I'm flying south to Canada to spend some time with my family on the beaver-shark infested shores of the great inland sea known as Lake Huron, so the next few fabulous adventures will be pre-recorded. See you when I'm back.

  • I love the notion of going south to get to Canada from the lower 48. Right now I'm in Detroit, so the closest way to get to Canada is to head south.

  • Oh Eric!  We all know you mean "flying *east* to Canada".

  • This explains why yield isn't allowed inside a fixed context, but not why unsafe code isn't allowed in the same function.  What about... oh yeah, C# doesn't support casts on tracking pointers (the runtime does).  Can you write about the rationale for that sometime because they'd allow most uses of pointers in C# to avoid the pinning penalty, although they might still interact badly with hoisted locals.

  • Great series of posts, a real insight into life on the language team!

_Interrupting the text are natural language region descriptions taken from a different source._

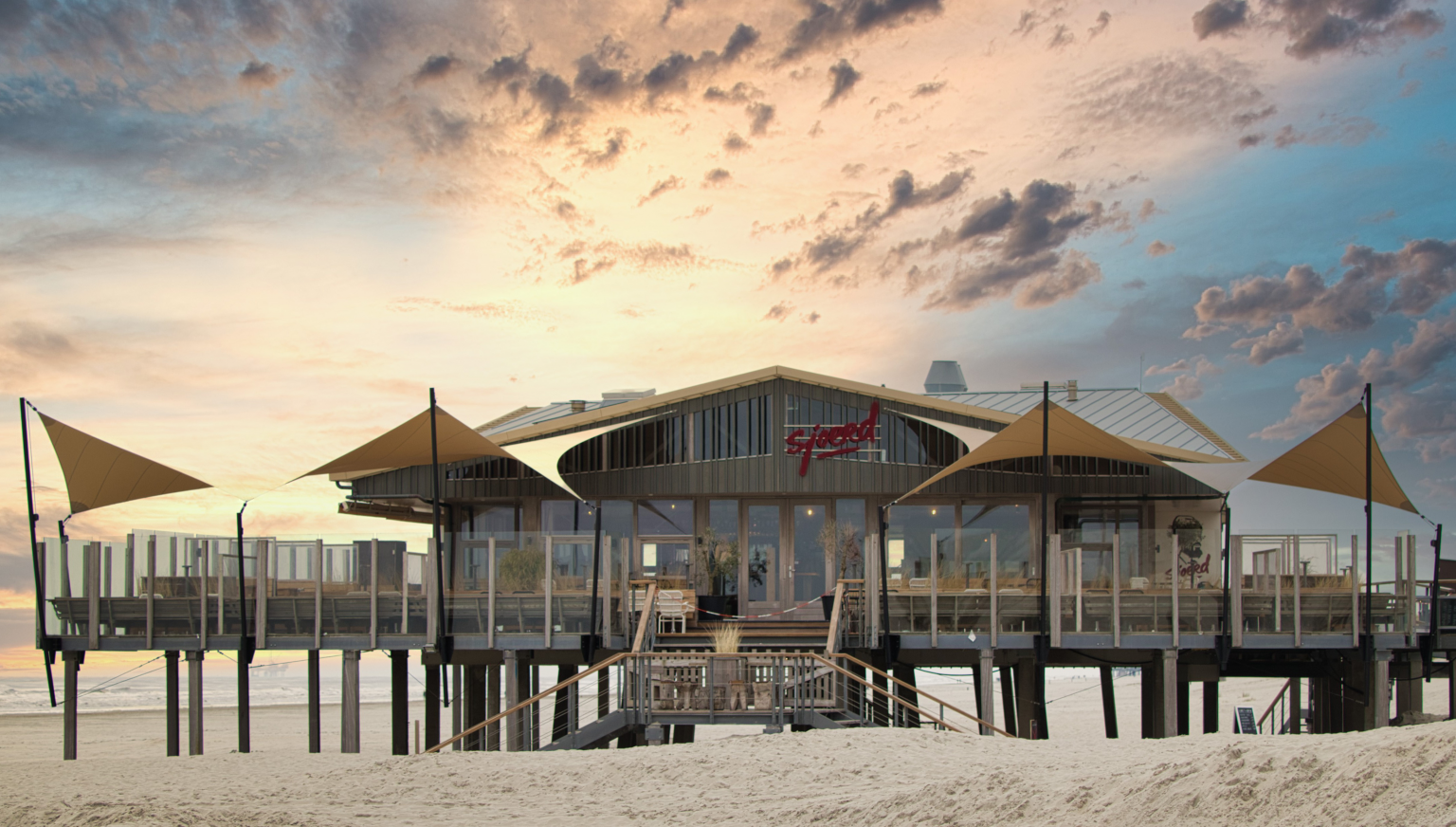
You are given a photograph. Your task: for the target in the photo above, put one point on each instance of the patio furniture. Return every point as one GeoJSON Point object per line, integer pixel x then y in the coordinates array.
{"type": "Point", "coordinates": [671, 609]}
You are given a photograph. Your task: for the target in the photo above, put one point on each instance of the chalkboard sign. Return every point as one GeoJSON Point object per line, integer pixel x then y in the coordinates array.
{"type": "Point", "coordinates": [1244, 723]}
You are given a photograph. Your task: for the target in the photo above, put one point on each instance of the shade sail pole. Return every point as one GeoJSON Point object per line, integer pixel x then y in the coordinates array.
{"type": "Point", "coordinates": [1045, 639]}
{"type": "Point", "coordinates": [440, 551]}
{"type": "Point", "coordinates": [1369, 644]}
{"type": "Point", "coordinates": [41, 639]}
{"type": "Point", "coordinates": [590, 650]}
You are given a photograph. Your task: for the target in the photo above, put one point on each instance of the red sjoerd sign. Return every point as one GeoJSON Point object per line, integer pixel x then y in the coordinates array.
{"type": "Point", "coordinates": [822, 443]}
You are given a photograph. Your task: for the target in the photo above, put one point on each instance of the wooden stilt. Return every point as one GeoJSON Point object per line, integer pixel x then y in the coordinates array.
{"type": "Point", "coordinates": [492, 707]}
{"type": "Point", "coordinates": [514, 724]}
{"type": "Point", "coordinates": [432, 705]}
{"type": "Point", "coordinates": [1108, 702]}
{"type": "Point", "coordinates": [985, 690]}
{"type": "Point", "coordinates": [1210, 707]}
{"type": "Point", "coordinates": [1183, 708]}
{"type": "Point", "coordinates": [73, 666]}
{"type": "Point", "coordinates": [561, 715]}
{"type": "Point", "coordinates": [173, 707]}
{"type": "Point", "coordinates": [315, 734]}
{"type": "Point", "coordinates": [350, 707]}
{"type": "Point", "coordinates": [194, 704]}
{"type": "Point", "coordinates": [458, 709]}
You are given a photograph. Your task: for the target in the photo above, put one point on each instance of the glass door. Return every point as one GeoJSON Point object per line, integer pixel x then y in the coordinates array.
{"type": "Point", "coordinates": [807, 568]}
{"type": "Point", "coordinates": [760, 579]}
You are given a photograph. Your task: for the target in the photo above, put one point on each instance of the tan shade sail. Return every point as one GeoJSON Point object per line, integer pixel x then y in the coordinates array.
{"type": "Point", "coordinates": [1067, 435]}
{"type": "Point", "coordinates": [543, 456]}
{"type": "Point", "coordinates": [100, 473]}
{"type": "Point", "coordinates": [410, 446]}
{"type": "Point", "coordinates": [1333, 460]}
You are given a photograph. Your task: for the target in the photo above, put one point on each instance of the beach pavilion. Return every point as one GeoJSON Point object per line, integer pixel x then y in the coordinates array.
{"type": "Point", "coordinates": [784, 549]}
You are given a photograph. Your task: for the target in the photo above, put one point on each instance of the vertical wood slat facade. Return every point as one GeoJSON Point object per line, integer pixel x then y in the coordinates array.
{"type": "Point", "coordinates": [776, 473]}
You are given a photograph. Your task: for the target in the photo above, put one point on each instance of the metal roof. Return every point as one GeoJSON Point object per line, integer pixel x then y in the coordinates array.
{"type": "Point", "coordinates": [1119, 411]}
{"type": "Point", "coordinates": [537, 415]}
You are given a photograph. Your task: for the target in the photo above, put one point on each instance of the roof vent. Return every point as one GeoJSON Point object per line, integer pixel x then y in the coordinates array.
{"type": "Point", "coordinates": [629, 394]}
{"type": "Point", "coordinates": [945, 377]}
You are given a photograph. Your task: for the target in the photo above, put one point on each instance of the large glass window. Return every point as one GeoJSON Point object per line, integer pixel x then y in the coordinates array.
{"type": "Point", "coordinates": [763, 552]}
{"type": "Point", "coordinates": [664, 517]}
{"type": "Point", "coordinates": [721, 542]}
{"type": "Point", "coordinates": [916, 535]}
{"type": "Point", "coordinates": [982, 524]}
{"type": "Point", "coordinates": [849, 560]}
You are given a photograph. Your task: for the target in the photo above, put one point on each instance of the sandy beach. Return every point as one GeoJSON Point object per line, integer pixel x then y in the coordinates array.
{"type": "Point", "coordinates": [1404, 775]}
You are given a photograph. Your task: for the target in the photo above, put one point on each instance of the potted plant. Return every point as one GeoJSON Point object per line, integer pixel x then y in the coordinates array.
{"type": "Point", "coordinates": [715, 566]}
{"type": "Point", "coordinates": [842, 542]}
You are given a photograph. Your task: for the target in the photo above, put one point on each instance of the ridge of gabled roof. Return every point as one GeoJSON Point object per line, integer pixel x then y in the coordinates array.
{"type": "Point", "coordinates": [505, 435]}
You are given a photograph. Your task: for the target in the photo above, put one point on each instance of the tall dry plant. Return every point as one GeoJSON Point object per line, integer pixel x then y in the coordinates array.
{"type": "Point", "coordinates": [725, 638]}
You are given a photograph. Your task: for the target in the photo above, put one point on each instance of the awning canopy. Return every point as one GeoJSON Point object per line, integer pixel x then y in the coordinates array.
{"type": "Point", "coordinates": [408, 445]}
{"type": "Point", "coordinates": [1333, 460]}
{"type": "Point", "coordinates": [543, 456]}
{"type": "Point", "coordinates": [1067, 434]}
{"type": "Point", "coordinates": [100, 473]}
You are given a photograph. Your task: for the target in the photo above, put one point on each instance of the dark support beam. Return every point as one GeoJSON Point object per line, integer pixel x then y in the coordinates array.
{"type": "Point", "coordinates": [603, 693]}
{"type": "Point", "coordinates": [880, 705]}
{"type": "Point", "coordinates": [194, 704]}
{"type": "Point", "coordinates": [315, 732]}
{"type": "Point", "coordinates": [1210, 707]}
{"type": "Point", "coordinates": [245, 714]}
{"type": "Point", "coordinates": [975, 683]}
{"type": "Point", "coordinates": [472, 698]}
{"type": "Point", "coordinates": [1183, 708]}
{"type": "Point", "coordinates": [1154, 710]}
{"type": "Point", "coordinates": [907, 717]}
{"type": "Point", "coordinates": [432, 705]}
{"type": "Point", "coordinates": [73, 666]}
{"type": "Point", "coordinates": [1108, 702]}
{"type": "Point", "coordinates": [1296, 705]}
{"type": "Point", "coordinates": [1027, 674]}
{"type": "Point", "coordinates": [173, 707]}
{"type": "Point", "coordinates": [561, 717]}
{"type": "Point", "coordinates": [399, 701]}
{"type": "Point", "coordinates": [1010, 699]}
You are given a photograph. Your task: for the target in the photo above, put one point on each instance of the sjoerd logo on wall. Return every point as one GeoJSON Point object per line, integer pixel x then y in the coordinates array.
{"type": "Point", "coordinates": [822, 443]}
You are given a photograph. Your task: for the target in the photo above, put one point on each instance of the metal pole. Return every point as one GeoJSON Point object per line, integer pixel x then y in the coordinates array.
{"type": "Point", "coordinates": [434, 500]}
{"type": "Point", "coordinates": [245, 645]}
{"type": "Point", "coordinates": [41, 639]}
{"type": "Point", "coordinates": [1369, 620]}
{"type": "Point", "coordinates": [884, 582]}
{"type": "Point", "coordinates": [590, 648]}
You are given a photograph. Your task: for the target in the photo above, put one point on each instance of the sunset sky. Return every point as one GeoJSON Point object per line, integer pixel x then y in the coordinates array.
{"type": "Point", "coordinates": [245, 236]}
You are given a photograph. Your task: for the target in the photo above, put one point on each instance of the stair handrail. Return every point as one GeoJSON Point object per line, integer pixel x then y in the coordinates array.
{"type": "Point", "coordinates": [901, 701]}
{"type": "Point", "coordinates": [1273, 704]}
{"type": "Point", "coordinates": [529, 701]}
{"type": "Point", "coordinates": [646, 617]}
{"type": "Point", "coordinates": [831, 644]}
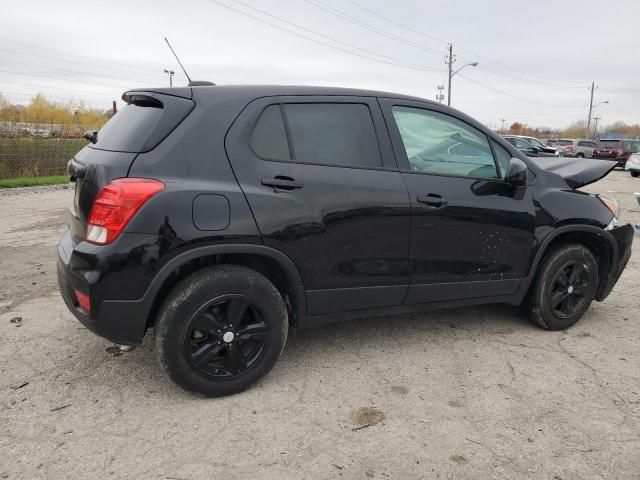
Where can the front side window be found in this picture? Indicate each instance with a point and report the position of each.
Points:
(443, 145)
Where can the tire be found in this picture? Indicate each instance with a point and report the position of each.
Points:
(562, 264)
(220, 330)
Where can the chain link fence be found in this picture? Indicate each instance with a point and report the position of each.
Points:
(37, 150)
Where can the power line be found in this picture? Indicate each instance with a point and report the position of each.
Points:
(522, 99)
(72, 61)
(36, 85)
(89, 74)
(388, 61)
(368, 26)
(433, 37)
(62, 79)
(69, 54)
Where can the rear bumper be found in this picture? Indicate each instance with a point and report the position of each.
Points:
(120, 321)
(623, 239)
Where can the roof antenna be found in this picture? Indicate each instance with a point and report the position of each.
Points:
(192, 83)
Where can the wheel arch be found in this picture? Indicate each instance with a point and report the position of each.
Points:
(273, 264)
(596, 240)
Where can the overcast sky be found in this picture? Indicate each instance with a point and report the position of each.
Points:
(537, 58)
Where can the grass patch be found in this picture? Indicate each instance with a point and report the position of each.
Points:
(33, 181)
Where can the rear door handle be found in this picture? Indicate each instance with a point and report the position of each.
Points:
(281, 183)
(433, 200)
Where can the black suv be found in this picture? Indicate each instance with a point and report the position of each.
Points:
(225, 216)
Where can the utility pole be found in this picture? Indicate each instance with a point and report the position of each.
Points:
(595, 126)
(450, 60)
(593, 87)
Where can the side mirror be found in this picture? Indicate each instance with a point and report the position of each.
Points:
(91, 135)
(516, 173)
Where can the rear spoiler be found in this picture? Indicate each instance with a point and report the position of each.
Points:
(577, 172)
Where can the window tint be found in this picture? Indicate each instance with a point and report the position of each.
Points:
(332, 133)
(439, 144)
(523, 144)
(502, 156)
(269, 139)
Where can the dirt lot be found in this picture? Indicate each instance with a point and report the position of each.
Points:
(467, 393)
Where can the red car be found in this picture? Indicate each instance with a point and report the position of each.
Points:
(618, 150)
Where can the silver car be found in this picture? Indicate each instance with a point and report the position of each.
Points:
(576, 147)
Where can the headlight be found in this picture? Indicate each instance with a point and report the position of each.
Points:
(612, 204)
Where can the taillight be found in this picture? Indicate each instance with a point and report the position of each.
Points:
(116, 203)
(83, 301)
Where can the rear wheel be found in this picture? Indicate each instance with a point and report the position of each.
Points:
(220, 330)
(564, 288)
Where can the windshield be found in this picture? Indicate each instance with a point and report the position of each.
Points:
(535, 142)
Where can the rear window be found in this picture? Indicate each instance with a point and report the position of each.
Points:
(609, 143)
(325, 133)
(142, 124)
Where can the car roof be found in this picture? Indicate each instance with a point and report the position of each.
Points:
(257, 91)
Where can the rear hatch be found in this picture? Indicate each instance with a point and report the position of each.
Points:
(147, 119)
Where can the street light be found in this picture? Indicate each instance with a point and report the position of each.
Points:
(452, 74)
(171, 73)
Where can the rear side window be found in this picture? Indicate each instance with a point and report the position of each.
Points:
(143, 123)
(269, 138)
(340, 134)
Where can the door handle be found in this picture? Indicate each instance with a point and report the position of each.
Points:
(281, 183)
(433, 200)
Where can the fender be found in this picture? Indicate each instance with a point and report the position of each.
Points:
(208, 250)
(133, 314)
(526, 283)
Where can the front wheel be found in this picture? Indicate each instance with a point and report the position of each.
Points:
(564, 288)
(220, 330)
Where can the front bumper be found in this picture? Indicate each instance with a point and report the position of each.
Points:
(622, 239)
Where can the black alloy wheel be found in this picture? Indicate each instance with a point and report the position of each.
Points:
(568, 289)
(226, 337)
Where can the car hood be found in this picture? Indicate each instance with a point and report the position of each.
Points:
(577, 172)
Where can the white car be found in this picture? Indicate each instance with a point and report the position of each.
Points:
(633, 165)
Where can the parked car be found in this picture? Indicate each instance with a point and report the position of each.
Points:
(536, 143)
(633, 164)
(527, 148)
(232, 214)
(618, 150)
(576, 147)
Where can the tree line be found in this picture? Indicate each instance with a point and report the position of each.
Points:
(40, 110)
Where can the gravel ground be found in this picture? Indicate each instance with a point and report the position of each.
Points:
(466, 393)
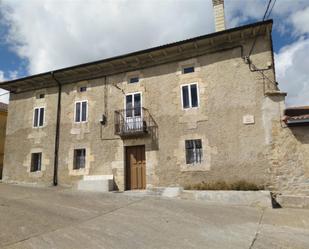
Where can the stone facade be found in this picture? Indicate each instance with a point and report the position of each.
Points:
(3, 117)
(237, 120)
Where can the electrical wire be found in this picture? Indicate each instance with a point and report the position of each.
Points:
(254, 42)
(4, 93)
(269, 2)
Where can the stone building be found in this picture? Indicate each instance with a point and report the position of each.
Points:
(191, 111)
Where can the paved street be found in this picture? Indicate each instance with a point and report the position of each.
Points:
(62, 218)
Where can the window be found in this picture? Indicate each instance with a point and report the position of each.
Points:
(36, 160)
(134, 80)
(79, 158)
(194, 152)
(81, 111)
(189, 94)
(188, 70)
(83, 89)
(38, 117)
(41, 96)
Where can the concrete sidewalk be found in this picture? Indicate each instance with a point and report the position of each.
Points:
(62, 218)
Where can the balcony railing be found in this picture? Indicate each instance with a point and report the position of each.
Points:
(133, 122)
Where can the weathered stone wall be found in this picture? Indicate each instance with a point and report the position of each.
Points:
(228, 91)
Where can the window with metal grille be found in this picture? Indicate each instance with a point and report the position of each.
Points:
(38, 117)
(186, 70)
(36, 160)
(79, 158)
(81, 111)
(134, 80)
(189, 94)
(83, 89)
(194, 151)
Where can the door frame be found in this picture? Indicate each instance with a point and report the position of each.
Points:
(126, 187)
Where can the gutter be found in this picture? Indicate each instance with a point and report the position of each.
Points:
(57, 135)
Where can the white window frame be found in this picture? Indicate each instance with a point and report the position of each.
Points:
(39, 115)
(194, 163)
(80, 168)
(133, 93)
(131, 77)
(190, 101)
(41, 156)
(80, 114)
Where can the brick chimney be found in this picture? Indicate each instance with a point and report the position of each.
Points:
(219, 14)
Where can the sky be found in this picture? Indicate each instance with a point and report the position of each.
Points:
(42, 35)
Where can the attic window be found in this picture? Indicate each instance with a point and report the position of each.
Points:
(188, 70)
(83, 89)
(134, 80)
(40, 96)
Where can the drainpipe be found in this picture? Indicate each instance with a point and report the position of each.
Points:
(56, 155)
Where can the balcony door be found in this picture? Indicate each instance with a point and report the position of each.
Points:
(133, 112)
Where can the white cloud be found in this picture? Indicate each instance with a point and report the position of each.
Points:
(300, 20)
(4, 95)
(53, 34)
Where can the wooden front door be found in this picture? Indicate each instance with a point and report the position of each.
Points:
(135, 167)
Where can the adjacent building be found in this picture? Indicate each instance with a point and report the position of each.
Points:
(3, 117)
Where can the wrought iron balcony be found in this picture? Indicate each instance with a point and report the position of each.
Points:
(133, 122)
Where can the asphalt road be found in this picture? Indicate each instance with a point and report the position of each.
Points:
(63, 218)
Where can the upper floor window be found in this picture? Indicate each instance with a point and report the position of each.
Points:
(81, 111)
(38, 117)
(134, 80)
(189, 95)
(83, 89)
(79, 158)
(186, 70)
(36, 160)
(194, 151)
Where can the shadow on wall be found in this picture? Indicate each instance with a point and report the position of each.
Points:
(301, 133)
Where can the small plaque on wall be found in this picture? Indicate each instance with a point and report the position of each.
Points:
(248, 119)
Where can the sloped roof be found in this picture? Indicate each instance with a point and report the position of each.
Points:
(136, 60)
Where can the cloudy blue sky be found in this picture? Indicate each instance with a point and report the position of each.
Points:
(42, 35)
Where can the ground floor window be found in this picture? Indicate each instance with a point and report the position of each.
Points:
(36, 160)
(194, 151)
(79, 158)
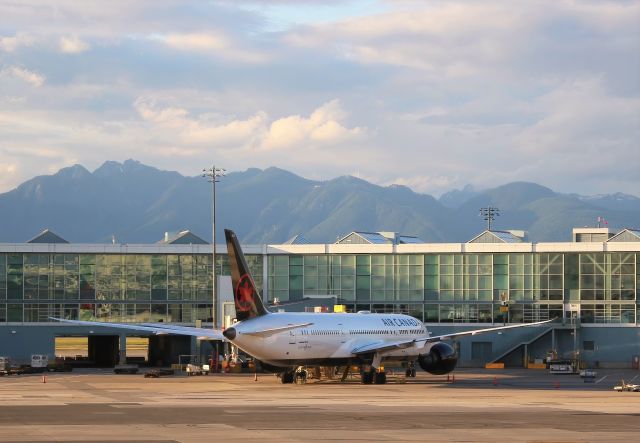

  • One last point that you didn't deal with:

    Why can't you use yield in an anonymous delegate? I have a compelling need for this feature, in a multi-media sequencing app, and I was very disappointed to find out that it doesn't work.

  • @J.S

    You can in theory add any thing you like that's technically feasible to a language. The plethora of different languages shows that people don't because they are trying to design it with a particular set of goals in mind. This applies especially in general purpose languages where there will be multiple different ways to do the same thing and the more you sugar things the more complex the interaction between them.

    This is not religion, it is design.

    Given that it is a trivial transform on the part of the designer to extract the simple case themselves (extract method) and if that was not feasible due to there being a yield within a fixed loop for example then doing this is a very bad idea (you fix something for arbitrary amounts if time rather than a strong stack controlled model.